Disadvantages of Going Public

Disadvantages of Going Public

First, there is the increased risk of being sued by a shareholder. Shareholders can sue anybody for anything, and some people regard public companies as excellent extortion candidates, but unless you are planning on spending all the money you raise on fast cars and faster women, this risk is manageable.

Second, we have the increased costs of getting and maintaining your public listing. If you are going to register with the SEC, you will have continuous legal and accounting bills. You will have to associate with more lawyers, Worse yet, a significant portion of your time will be chewed up on these matters.

Third, you will find that you have a learning curve to master all the regulations connected to being public. You may need to hire a compliance officer, another person in the finance department, and a person just to handle investor relations.

Fourth, while you can apply to the SEC to keep confidential information confidential, your company will stand exposed to the world. Personally, I think this is a good thing! More information means more understanding and cooperation. Your enemies will be there anyway and the information in your disclosure is not all that revealing, as I can tell you from years of stock picking. More onerous is the need for constant disclosure – you have to keep the public up to date.

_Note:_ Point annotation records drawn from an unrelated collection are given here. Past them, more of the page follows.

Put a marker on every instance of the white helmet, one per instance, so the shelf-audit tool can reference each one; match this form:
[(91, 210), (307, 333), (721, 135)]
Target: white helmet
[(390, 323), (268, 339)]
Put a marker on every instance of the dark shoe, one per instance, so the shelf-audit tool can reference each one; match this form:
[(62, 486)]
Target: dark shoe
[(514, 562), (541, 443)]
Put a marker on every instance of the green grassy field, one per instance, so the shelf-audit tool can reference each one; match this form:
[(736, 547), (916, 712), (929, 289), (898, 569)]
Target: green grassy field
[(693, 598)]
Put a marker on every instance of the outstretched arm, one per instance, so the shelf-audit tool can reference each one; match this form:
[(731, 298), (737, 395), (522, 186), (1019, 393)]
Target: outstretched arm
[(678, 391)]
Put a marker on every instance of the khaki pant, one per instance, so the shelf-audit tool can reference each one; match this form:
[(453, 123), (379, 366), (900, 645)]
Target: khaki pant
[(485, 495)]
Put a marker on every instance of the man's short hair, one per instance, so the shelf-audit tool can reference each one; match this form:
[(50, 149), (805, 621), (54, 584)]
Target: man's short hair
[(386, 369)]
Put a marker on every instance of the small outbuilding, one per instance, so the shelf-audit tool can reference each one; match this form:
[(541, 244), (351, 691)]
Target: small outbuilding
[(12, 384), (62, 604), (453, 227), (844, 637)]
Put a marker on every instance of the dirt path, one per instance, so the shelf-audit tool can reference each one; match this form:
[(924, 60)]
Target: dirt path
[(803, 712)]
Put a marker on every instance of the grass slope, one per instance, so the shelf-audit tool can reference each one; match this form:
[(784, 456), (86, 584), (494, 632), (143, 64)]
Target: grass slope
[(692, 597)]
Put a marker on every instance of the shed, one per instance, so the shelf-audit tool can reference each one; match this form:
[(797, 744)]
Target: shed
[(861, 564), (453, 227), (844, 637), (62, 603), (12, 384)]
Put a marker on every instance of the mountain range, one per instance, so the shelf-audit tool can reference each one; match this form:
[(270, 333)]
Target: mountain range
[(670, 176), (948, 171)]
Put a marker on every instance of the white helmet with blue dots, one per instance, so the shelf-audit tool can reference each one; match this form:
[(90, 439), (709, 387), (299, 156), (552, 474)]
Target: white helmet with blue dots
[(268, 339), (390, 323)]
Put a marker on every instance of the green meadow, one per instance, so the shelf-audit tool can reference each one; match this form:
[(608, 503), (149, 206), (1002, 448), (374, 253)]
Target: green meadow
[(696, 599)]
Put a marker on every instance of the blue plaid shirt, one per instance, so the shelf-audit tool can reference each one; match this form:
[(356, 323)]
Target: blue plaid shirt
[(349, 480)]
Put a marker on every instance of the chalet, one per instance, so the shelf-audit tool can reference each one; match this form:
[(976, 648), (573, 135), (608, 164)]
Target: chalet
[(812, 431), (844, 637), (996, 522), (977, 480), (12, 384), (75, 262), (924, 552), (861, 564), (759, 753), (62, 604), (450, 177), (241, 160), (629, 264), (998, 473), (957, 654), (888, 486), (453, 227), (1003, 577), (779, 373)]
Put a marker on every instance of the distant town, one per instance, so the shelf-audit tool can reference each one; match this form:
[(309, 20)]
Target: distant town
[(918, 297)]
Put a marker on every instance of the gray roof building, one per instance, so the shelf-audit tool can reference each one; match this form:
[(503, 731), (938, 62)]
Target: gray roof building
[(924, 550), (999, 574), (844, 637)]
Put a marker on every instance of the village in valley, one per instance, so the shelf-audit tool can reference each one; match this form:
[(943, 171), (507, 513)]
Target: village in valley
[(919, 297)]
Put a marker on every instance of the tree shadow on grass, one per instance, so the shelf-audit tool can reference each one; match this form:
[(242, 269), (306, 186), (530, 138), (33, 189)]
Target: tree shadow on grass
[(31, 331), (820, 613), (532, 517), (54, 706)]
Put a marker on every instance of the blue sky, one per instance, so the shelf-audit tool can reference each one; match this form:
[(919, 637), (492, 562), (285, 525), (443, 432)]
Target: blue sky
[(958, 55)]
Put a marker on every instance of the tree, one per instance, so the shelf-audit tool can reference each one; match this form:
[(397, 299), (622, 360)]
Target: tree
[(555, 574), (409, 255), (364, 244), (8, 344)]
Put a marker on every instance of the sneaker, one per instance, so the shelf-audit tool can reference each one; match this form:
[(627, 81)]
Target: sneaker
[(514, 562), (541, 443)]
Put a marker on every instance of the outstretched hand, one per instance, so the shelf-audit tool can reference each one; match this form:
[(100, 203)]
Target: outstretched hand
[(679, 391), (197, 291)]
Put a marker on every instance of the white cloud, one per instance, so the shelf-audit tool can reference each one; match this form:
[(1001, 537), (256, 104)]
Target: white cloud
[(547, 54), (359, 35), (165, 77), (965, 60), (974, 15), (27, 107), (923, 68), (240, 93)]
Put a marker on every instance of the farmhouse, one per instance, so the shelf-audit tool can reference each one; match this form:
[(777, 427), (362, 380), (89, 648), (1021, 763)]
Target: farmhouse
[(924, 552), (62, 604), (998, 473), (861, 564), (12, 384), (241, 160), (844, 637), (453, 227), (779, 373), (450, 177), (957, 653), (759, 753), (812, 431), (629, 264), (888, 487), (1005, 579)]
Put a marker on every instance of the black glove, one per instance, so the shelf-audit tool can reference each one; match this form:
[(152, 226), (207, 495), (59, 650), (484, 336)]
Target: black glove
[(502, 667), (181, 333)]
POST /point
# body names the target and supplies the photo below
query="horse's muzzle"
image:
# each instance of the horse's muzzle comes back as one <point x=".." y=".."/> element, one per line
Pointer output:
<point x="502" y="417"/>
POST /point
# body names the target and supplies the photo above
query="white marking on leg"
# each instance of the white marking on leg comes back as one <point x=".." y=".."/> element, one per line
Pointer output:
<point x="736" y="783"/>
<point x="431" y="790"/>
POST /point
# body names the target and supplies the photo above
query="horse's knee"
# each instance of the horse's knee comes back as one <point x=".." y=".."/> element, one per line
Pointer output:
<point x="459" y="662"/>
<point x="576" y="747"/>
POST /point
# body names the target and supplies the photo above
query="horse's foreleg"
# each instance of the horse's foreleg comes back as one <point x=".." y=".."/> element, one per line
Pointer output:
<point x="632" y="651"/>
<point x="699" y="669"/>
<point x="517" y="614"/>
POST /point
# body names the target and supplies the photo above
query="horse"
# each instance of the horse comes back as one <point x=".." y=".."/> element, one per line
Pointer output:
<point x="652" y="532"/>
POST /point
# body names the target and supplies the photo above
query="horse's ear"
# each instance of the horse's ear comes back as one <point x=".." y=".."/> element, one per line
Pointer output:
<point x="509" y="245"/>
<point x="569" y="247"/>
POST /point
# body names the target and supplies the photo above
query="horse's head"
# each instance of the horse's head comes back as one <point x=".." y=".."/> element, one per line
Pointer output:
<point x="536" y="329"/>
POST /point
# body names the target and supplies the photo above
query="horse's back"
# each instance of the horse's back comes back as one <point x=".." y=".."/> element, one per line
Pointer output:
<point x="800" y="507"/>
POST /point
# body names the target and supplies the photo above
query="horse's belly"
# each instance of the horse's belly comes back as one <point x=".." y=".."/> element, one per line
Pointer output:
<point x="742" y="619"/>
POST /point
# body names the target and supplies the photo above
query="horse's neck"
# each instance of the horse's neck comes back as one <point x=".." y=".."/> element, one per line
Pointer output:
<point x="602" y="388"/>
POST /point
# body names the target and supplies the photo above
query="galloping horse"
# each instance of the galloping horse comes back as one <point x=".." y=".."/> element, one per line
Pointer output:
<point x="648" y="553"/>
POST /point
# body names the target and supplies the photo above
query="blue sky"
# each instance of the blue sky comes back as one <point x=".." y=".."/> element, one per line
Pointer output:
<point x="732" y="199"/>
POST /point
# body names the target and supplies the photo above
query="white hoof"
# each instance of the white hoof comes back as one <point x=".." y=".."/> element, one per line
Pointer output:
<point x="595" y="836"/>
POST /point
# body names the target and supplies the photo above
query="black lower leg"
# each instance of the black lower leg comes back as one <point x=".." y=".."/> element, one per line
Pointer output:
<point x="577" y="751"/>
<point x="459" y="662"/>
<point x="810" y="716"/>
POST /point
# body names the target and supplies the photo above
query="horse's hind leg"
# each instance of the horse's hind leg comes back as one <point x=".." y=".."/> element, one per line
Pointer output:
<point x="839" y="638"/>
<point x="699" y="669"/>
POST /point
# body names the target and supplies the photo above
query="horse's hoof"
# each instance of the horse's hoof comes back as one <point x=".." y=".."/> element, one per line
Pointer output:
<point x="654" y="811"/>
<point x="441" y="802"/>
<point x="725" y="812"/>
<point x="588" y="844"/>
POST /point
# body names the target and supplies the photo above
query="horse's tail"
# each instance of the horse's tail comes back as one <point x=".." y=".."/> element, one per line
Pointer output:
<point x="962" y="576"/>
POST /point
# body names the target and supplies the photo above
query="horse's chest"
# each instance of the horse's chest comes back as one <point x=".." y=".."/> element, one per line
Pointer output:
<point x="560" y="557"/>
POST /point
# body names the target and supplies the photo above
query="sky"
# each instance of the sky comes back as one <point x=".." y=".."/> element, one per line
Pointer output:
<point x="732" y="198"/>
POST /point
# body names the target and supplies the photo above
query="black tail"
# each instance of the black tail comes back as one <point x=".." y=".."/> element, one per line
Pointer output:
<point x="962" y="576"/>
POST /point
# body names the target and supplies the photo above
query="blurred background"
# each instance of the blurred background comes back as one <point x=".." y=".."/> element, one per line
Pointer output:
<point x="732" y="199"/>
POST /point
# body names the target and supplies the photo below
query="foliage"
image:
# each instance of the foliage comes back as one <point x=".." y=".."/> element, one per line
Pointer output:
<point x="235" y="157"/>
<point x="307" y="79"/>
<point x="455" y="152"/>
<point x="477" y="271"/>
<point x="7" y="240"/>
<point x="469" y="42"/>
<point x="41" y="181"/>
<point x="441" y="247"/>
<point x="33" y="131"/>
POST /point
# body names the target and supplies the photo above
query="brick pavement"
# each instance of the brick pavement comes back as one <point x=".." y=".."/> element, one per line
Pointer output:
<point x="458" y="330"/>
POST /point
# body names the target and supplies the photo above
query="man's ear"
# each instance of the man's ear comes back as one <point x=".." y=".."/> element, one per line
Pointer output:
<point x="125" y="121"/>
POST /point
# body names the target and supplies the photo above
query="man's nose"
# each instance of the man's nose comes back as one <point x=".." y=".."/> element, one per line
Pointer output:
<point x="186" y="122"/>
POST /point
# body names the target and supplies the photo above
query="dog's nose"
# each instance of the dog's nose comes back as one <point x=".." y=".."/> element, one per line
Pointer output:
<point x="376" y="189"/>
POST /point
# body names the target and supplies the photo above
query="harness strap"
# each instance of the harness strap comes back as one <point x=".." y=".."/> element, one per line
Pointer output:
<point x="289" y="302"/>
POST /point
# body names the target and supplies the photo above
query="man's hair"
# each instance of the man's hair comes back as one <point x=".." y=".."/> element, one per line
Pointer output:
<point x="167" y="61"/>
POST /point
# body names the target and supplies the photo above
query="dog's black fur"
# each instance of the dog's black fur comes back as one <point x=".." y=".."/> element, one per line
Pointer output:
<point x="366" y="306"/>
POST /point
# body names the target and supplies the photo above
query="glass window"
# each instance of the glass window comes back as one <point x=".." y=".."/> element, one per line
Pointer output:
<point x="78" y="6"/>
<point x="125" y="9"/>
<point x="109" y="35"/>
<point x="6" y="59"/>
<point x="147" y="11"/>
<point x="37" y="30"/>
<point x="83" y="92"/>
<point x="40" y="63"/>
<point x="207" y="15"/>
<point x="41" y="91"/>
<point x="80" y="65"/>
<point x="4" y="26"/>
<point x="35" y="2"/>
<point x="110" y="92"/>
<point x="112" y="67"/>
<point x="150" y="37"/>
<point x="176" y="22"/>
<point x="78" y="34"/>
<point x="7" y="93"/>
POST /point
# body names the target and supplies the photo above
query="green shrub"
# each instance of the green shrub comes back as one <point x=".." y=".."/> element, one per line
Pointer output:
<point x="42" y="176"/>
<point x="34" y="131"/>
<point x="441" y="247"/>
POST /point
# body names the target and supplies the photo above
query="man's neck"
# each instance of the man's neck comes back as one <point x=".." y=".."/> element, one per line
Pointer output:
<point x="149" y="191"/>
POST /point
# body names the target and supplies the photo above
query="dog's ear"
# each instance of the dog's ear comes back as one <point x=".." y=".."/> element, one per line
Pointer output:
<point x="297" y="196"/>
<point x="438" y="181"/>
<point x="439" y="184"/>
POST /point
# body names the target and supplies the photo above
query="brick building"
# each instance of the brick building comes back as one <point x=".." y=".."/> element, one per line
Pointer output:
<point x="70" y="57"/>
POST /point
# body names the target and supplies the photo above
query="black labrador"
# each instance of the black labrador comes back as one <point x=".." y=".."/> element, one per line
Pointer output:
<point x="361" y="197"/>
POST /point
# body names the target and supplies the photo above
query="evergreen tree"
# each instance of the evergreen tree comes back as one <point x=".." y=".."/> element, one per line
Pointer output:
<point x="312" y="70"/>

Fifth, many managers feel that being public forces you into a non-productive short-term, quarter to quarter mindset. Some others feel that the pressure for performance is a good thing and keeps you on your toes. Take your pick.

Sixth, there is beyond doubt some loss of control. This is the result of having public investors and having to look out for their interest, independent directors who represent the public interest, and more regulations.

I warn you that dissident shareholders can be a pain in the neck. You have to consider whether having hundreds or thousands of new allies who are rooting for you in the form of friendly shareholders is worth tolerating dissident shareholders who criticize every move for no good reason.

You may also lose control if you do not create anti-takeover provisions and find yourself the target of a hostile takeover.

Seventh, you will be exposed to short sellers and their smear campaigns. If your stock goes to a large valuation out of alignment with your underlying value, and has a large market valuation, it may be a target for short sellers. This is especially true for companies with negative cash flow. The shorts will be looking at the amount of cash you have and dividing it by the amount of cash you burn each month. They will then know how long you can survive if you get no new money. They may do this despite the fact you are burning cash to develop valuable assets and business.
The short sellers, if they are of the aggressive kind, will start a smear campaign to stop you from raising money. They many slander you to customers so that you lose business. They will also hire people to slander you on the stock chat sites.

(Take heart, however. Read my book “How the Shorts Raid Your Stock, Destroy Your Company and What to Do About It” and discover that you survive and prosper despite these attacks.)

Your Call to Move Ahead

What you have to decide is that your need for capital, your desire for personal wealth, your desire to offer stock options to new talent, is worth the effort.